Baseball is a game of asymmetry as each leg has a different role while hitting and pitching (one leg loads and unloads force while the other leg receives it). On average, asymmetry for baseball players is around 10%. Understanding that baseball players operate with a degree of asymmetry, the primary goal in monitoring lower-half symmetry was to make sure it didn’t go too far beyond what is normal. If lower-half asymmetry gets too far out of whack, the athlete becomes more susceptible to lower-half injuries (think hamstring, quad, calf pulls and strains) – which makes sense because the greater the asymmetry, the more load one leg is carrying vs. the other.
Similar to the CMJ 3 assessment, the three primary metrics that were tracked for the single leg jumps were average height, average power, and average RSI.
The above chart tracks the player’s percent difference between right and left leg outputs over the course of the season. The five metrics tracked (left-to-right) are average height, average RSI, average power, maximum height, and maximum power. A few observations:
- The player’s pre-spring training evaluation showed slight right leg dominance, but he was almost perfectly symmetrical.

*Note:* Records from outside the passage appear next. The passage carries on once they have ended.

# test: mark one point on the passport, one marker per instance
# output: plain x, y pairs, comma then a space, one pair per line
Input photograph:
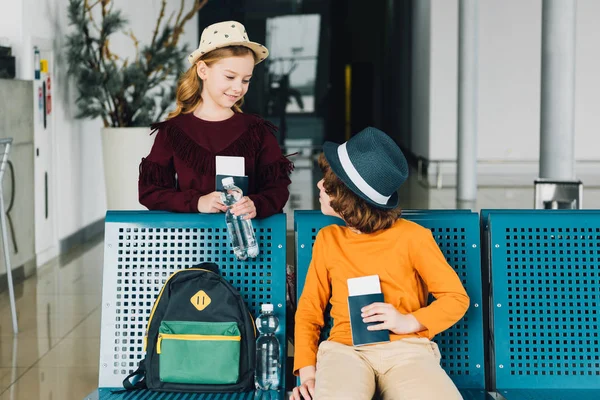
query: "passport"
360, 334
239, 181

- 86% of the player’s at-bats came left-handed over the course of the season.
- The player averaged 39 innings per week before the black line in the table above and 48 innings per week after the black line.
- As the calendar flipped to August, the more innings he played the previous week, the seemingly more left-leg dominant he showed in the evaluation.
- As the season progressed, the player went from showing more right-leg dominant to showing more left-leg dominant across the five tracked single leg metrics.
- The player showed almost perfectly symmetrical on the day after the last game of the season.
With this athlete, there appears to be a relationship between plant-leg “fatigue” and weekly inning-workload – it would be interesting to see if this is a trend in a larger sample. The player came into the season relatively symmetrical, so the plant-leg trend didn’t have an impact on lower-half health (he had wiggle room). We can infer that the player’s overall lower-half health can be attributed to his self-care routines and his symmetrical foundation before the season started.
In the games in the week prior to the first 7, in-season evaluations, the player had 8 extra base hits in 115 at-bats (6.9% of at-bats). In the games in the week prior to the last 7, in-season evaluations, the player had 10 extra base hits in 136 at-bats (7.3% of at-bats). His consistency in impacting the ball for extra base hits throughout the season is likely linked to some extent to the consistency of his weekly performance evaluation.
His consistency in his weekly performance evaluation can be attributed to his self-care routines: regular sleep, nutrition, recovery, and finding time to lift.